The rest of the album works like that, too, its hidden treasures already revealing themselves after less than 48 hours. “Instant Crush” and “Beyond” sounded like trifles at first, breaks between the peak moments, but after a few listens I’m already passionately singing along. “Lose Yourself To Dance” sounded clumsy and thin, but it caught me off-guard when I was cleaning my house last night, its deft syncopation, so different from the whump-whump-whump that we’ve accustomed ourselves to, suddenly convincing me that I’m a much better dancer than I actually is.
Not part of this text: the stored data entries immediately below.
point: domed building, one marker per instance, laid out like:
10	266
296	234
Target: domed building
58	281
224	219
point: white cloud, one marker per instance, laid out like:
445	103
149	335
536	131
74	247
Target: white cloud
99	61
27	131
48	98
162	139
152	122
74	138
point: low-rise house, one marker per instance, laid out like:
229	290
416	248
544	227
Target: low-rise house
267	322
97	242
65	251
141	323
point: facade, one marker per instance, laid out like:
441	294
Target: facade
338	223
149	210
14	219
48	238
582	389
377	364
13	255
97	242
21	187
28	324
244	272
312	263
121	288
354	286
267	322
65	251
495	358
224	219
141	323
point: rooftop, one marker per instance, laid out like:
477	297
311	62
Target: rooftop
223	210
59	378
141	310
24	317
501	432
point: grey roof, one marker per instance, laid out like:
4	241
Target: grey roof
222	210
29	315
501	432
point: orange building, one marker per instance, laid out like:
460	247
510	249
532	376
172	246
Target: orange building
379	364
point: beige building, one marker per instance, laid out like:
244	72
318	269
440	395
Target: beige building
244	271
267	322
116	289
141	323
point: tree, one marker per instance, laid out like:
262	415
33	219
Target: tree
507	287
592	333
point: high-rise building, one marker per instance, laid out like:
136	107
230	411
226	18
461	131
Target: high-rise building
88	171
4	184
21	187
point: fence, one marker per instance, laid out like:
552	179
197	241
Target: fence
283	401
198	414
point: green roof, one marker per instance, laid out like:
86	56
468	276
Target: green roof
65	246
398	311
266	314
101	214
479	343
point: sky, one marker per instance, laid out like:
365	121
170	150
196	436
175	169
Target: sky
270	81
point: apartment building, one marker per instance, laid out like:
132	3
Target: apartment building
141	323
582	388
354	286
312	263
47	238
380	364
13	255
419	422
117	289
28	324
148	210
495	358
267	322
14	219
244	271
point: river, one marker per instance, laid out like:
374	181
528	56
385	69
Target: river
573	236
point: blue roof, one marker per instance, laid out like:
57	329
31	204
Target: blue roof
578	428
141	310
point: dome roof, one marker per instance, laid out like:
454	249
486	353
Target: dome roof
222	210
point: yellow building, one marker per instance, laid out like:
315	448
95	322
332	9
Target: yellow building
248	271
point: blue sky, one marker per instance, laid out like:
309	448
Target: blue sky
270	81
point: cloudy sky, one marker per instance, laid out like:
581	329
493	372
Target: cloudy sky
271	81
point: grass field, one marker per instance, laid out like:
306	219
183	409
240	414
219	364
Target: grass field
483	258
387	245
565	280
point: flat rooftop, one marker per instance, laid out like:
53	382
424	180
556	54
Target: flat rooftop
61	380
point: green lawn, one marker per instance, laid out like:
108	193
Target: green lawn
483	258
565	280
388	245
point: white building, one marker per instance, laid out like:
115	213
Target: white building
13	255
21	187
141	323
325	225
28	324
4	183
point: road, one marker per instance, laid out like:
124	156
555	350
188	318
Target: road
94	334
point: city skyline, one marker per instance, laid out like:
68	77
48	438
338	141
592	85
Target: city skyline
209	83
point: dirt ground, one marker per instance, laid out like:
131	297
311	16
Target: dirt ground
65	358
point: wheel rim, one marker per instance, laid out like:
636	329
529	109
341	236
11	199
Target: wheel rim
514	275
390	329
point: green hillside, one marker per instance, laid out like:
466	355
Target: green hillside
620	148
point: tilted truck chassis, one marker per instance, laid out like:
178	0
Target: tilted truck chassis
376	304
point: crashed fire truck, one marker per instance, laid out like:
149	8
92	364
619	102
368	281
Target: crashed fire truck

And “Fragments Of Time,” the aforementioned Steely Dan joint, hasn’t snuck up on me that way yet, and maybe it will always sound plasticy and chintzy to me. But now, it seems a whole lot more likely that it’ll sneak up and grab me by the neck at some point in the very near future. Daft Punk songs have a way of doing that. And sure, Random Access Memories is an album about music, an act of curation-as-art more concerned with making a statement about the way we make jams now than in cranking out some immediate summer jams that we’ll all enjoy. It suffers for that, a bit. But the jams are there, and they reveal themselves more every time I hear the album. Maybe it’s not the album that we wanted from Daft Punk. But it’s sure as hell the album that Daft Punk wanted from Daft Punk. And heard in its own terms, that’s a pretty marvelous thing.